What is Ethical Investment?
Let's get rid of one myth straight off.
The performance of ethical funds compares very well with those that have no ethical screening. There is no reason or evidence to suggest that investing your money ethically will adversely affect the performance of your investments . It is true that ethical investments do behave differently to nonscreened funds but over time they usually end up about the same.
Investors without ethical concerns often hold screened-funds in their portfolios because of their performance
Ethical investment is about positive change:
• It is about engaging with companies to improve their environmental standards.
• It is about talking to company directo.rs to encourage sustainability in their business practices.
• It is about taking the fair trade message to the heart of the City.
The History
Ethical investment is said to have many roots. One was the decision of the American Methodist churches to invest in the market in the 1950’s. Previously they had seen this as gambling. Others say that retail funds started during the Vietnam War.

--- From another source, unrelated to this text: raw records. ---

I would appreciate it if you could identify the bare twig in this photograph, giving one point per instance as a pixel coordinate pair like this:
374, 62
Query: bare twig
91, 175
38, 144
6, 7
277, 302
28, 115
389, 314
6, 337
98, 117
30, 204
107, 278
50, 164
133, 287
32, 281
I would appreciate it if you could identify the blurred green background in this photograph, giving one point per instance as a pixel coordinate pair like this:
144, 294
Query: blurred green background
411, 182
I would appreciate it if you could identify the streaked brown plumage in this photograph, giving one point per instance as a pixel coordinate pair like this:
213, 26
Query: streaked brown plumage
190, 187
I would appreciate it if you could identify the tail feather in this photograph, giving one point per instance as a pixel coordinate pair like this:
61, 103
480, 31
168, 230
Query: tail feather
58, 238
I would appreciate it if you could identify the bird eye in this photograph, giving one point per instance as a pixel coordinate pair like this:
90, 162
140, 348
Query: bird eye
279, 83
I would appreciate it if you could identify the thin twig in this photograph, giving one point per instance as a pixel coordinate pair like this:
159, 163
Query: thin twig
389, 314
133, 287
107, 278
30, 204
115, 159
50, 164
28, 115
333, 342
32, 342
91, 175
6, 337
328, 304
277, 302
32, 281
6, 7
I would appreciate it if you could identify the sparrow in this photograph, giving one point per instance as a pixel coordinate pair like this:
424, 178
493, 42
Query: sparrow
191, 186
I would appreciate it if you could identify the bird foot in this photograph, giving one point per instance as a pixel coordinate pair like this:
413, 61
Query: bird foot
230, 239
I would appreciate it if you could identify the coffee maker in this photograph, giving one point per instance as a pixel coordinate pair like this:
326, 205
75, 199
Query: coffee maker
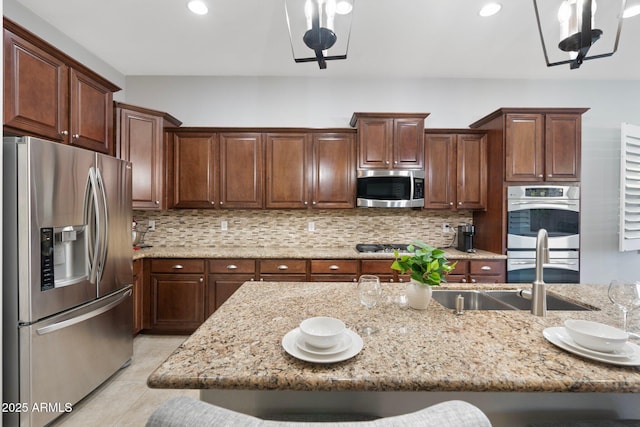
465, 237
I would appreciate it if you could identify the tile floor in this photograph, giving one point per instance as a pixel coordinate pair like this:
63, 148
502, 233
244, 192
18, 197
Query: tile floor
125, 400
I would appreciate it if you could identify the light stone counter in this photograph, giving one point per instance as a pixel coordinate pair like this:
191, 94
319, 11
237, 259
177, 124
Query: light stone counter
278, 252
417, 359
239, 346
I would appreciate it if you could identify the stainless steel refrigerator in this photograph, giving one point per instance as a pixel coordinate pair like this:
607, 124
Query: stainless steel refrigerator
67, 276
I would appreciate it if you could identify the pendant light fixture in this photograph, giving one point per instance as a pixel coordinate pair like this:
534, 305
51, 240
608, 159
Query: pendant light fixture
573, 31
319, 30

What is true is that Friends Provident started their Stewardship Fund in 1984 and it was the first UK collective investment that was ethically screened. Initially it was nicknamed the Brazil Fund in the City of London - not because of a geographical bias but because it was seen as nutty! It took two years of record growth before City financiers stopped laughing.
There are now over 100 ethical funds, therefore geographical and asset class restrictions are no longer an issue
The Methods
Exlusion Investing:
Originally the fund managers excluded certain activities for their fund: This was called “Exclusion Investment” This way of investing ethically enabled you to avoid investing in companies that are involved in areas that may be of concern for you, for example:
• The production, sale and trade of arms and weapons.
• Animal experimentation and intensive farming.
• Tobacco.
• Alcohol.
• Pornography.
• Companies that trade with countries which abuse human rights.
• Environmental pollution.
• Nuclear power.
• The development and use of genetically modified organisms.
And helped you to choose to invest in companies which may for example:
• Have good working conditions and policies e.g. equal opportunities
• Respect animal welfare
• Make a positive contribution to the community e.g. those involved in public housing, public transport, healthcare products and services (not animal experimentation).
• Demonstrate environmental initiatives including pollution control and investment in alternative energy.
• Be open about their activities.
• Promote organic farming.
Engagment Investing:
Whilst most ethical funds will still exclude some of the above there has been a move in recent years to use the power of the money invested to bring pressure to bare on company directors to make changes in their working practices. This approach is call “Engagement Investing” and is more commonly known as “Socially Responsible Investment”.
How Can It Be Used?
Ethical investment covers pensions, bank accounts, savings, investments, mortgages and some insurance products. The big difference is that an ethical financial planner links your concerns to the power of your money and works to a strong ethical code.